Inspirer et expirer.
Avec un peu de persévérance, cela ne se passait pas si mal. Madennig changea de posture, et cessa de s'appuyer sur le fond de la cabane, pour se caler en tailleur, le dos droit. Elle s'enracinait dans le sol et sa tête soutenait les nuages. Sa respiration était calme et régulière. Elle se sentait de plus en plus légère. Son regard se perdit dans le paysage. Monotone et tapissé de mousse, ... mais elle lui paraissait soudain moins uniforme...

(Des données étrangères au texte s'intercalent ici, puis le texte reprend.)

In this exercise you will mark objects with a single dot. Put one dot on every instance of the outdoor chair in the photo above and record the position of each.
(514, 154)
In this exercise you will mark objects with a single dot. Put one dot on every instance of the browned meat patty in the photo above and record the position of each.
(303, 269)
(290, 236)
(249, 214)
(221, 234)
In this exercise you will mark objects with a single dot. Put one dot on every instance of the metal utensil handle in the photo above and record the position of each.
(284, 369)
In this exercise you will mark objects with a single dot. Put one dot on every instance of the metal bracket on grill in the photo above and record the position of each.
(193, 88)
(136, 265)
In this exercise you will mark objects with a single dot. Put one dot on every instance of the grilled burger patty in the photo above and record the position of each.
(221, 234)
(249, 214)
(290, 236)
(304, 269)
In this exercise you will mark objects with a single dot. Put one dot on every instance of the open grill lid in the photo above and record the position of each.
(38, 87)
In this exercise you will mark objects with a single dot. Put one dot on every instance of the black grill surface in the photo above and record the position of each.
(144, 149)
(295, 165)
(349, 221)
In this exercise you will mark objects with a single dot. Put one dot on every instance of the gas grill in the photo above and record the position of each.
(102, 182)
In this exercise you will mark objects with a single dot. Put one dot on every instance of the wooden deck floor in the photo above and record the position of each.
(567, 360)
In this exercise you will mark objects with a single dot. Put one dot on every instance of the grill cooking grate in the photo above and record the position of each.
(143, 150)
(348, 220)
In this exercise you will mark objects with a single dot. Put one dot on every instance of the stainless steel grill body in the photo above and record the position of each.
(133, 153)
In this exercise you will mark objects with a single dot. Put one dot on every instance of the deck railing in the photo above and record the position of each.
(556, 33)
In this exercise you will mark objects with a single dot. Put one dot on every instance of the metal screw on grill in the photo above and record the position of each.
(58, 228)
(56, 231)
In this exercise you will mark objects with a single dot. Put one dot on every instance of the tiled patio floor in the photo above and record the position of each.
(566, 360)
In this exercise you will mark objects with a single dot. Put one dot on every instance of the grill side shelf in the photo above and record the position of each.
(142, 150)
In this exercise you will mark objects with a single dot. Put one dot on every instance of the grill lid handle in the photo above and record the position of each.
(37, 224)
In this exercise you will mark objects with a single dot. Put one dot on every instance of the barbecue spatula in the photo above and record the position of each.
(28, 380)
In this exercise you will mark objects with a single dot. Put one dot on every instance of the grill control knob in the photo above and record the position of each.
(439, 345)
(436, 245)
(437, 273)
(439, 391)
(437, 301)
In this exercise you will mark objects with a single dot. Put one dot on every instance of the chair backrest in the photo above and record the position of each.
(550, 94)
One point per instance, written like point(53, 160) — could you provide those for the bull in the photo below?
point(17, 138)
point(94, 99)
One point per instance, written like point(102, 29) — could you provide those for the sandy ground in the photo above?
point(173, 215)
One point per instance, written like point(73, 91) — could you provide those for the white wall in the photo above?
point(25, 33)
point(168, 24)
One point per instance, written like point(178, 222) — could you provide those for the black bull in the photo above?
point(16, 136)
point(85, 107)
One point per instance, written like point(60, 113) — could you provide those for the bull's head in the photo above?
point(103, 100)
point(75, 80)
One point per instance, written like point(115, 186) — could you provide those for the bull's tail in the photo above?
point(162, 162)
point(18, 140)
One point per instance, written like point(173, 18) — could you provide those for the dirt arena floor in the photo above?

La mousse, elle n'était pas qu'un agrégat vert pâle, mais un monde immense, un univers, un terrain étrange et fascinant, peuplé de formes de vie qui défiaient les limites du langage commun. Il y avait ces êtres qui bougeaient, et puis les lichens, les mousses, et chacun était infiniment différent, vivant, plein d'une vitalité stupéfiante, gorgé d'énergie. Chacun existait pour lui-même, mais ils étaient pourtant aussi tous interdépendants. Ils avaient besoin les uns des autres, et pourtant, sous la façade de paix idyllique, la vie ne cessait de lutter. C'était mouvement si lent pour ses yeux qu'il paraissait ne pas exister, et pourtant, il y avait là une complexité aussi vaste qu'un océan. Cette étrange harmonie n'était pas pacifique. Il y avait là comme un vertige, un paradoxe que l'esprit -- humain ? -- peinait à saisir.
L'esprit se défaisait de ses attaches, il ne sentait presque plus le corps, il s'absorbait.
Il semblait que le corps était assis là, mais que son être réel, léger, si léger, flottait doucement hors de l'abri et posait les pieds sur le sol moussu.